You Received The Federal Framework
Bloomberg’s Dave Lee calls the framework ‘a blueprint for AI companies to carry on with business as usual.’
I think David Sacks might well agree with that, except he’d say it was a good thing.
As one would expect at this stage, Republicans continue to speak up in favor of the President’s proposed national AI framework while it has yet to be operationalized.
Ted Cruz is being a good politician here, praising the President and the process and the various good sounding principles, without committing to anything. He doesn’t even say anything that I disagree with.
I am dismayed of course at the explicit emphasis on this being an ‘AI race,’ and the complete dismissal of frontier AI risks involved in the rhetoric and also the proposed framework. And by complete dismissal, I mean you treat it like it doesn’t exist. Their plan is to not look at it, and hope it will go away. That this is not going to work.
Similarly:
This is considerably more hawkish, treating AI as if it is primarily a military technology, with a meaningless ‘democratize’ thrown in for good measure. There is a goose chasing the Senator, asking ‘how will it change the world?’ but I think the security guards are dealing with it.
Also similarly:
‘Resist the siren song of control’ is an interesting phrase today.
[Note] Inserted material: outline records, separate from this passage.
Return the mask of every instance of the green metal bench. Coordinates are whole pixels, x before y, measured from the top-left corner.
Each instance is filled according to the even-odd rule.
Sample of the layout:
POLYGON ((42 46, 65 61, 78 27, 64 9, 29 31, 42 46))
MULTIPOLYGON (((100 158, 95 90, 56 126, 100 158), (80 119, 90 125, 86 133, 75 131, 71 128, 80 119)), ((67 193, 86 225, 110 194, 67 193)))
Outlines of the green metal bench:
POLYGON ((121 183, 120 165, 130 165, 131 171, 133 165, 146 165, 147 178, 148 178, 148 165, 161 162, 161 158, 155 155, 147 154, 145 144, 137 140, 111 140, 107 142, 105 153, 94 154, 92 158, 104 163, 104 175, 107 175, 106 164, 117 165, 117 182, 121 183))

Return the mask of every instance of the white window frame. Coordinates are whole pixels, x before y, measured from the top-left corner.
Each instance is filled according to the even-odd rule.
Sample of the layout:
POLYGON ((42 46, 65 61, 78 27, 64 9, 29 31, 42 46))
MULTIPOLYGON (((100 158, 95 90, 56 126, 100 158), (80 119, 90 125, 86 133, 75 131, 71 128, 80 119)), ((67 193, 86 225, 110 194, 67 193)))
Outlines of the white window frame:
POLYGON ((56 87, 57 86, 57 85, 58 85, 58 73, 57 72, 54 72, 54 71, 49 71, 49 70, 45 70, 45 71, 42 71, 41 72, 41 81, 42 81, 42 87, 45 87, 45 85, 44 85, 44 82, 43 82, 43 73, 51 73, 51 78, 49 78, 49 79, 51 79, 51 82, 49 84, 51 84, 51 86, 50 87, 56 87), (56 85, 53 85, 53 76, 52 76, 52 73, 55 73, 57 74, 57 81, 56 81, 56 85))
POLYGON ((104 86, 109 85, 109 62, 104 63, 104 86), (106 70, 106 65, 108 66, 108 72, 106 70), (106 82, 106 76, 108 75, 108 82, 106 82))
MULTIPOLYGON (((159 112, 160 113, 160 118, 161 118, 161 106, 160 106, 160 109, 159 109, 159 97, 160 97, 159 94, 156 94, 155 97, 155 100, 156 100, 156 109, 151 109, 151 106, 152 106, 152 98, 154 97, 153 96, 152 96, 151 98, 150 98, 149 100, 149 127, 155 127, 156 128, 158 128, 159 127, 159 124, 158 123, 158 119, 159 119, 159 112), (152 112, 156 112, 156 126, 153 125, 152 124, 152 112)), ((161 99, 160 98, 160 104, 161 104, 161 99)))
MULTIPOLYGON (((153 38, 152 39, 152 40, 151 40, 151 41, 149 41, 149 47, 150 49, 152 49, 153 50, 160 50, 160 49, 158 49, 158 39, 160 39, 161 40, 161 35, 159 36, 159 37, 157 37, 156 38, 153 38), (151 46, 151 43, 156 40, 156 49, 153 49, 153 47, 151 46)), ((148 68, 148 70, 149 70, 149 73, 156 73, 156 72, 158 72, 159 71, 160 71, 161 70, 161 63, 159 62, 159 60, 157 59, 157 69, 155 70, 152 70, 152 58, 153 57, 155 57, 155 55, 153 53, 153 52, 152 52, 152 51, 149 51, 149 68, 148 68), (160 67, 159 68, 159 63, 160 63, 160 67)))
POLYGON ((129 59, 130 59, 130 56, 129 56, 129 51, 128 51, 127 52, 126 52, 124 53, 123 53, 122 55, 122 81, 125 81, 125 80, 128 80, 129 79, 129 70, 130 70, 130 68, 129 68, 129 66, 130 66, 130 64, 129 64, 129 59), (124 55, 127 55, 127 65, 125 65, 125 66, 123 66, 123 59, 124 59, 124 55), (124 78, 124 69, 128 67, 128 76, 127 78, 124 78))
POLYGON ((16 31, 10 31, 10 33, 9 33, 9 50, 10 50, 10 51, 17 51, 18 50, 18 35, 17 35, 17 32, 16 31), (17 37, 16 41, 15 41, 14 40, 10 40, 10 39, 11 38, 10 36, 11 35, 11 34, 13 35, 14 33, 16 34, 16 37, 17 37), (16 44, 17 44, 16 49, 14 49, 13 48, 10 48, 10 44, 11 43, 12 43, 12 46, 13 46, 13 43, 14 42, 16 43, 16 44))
Words like that hit different now that GSA is planning to strongarm all AI providers, and DoW is trying to call Anthropic a supply chain risk because Anthropic refuses to hand over ‘unfettered access’ and otherwise give up all control in exchange for nothing.
His full remarks are more of the same, rounding out standard talking points without getting into specifics, and saying things industry and Trump like to hear. Of course, there is zero mention that AI has downsides other than the risk China gets it first.
Blackburn’s proposed AI bill includes a clause to prepare to nationalize the labs if ASI is imminent, to prevent ASI. It at least also includes provision to gather information.
Nat Purser gives an overview of the preemption situation and offers the solution that seems obviously best. Federal preemption should take place narrowly, on those aspects of AI where a new Federal framework has made deliberate decisions, which can include the decision that this is a specific place we want to do nothing, such as with virtual occupational licensing.
If you pass Take It Down, for example, you can and should say that covers deepfakes, so we don’t need duplicate laws there. If you want to preempt state transparency laws, have a Federal transparency law, or at least make an active specific case that there should be no such requirement. And so on.
AI is going to be the most important thing going on in the future. We have a paralyzed Congress, and we have a Federal system for a reason.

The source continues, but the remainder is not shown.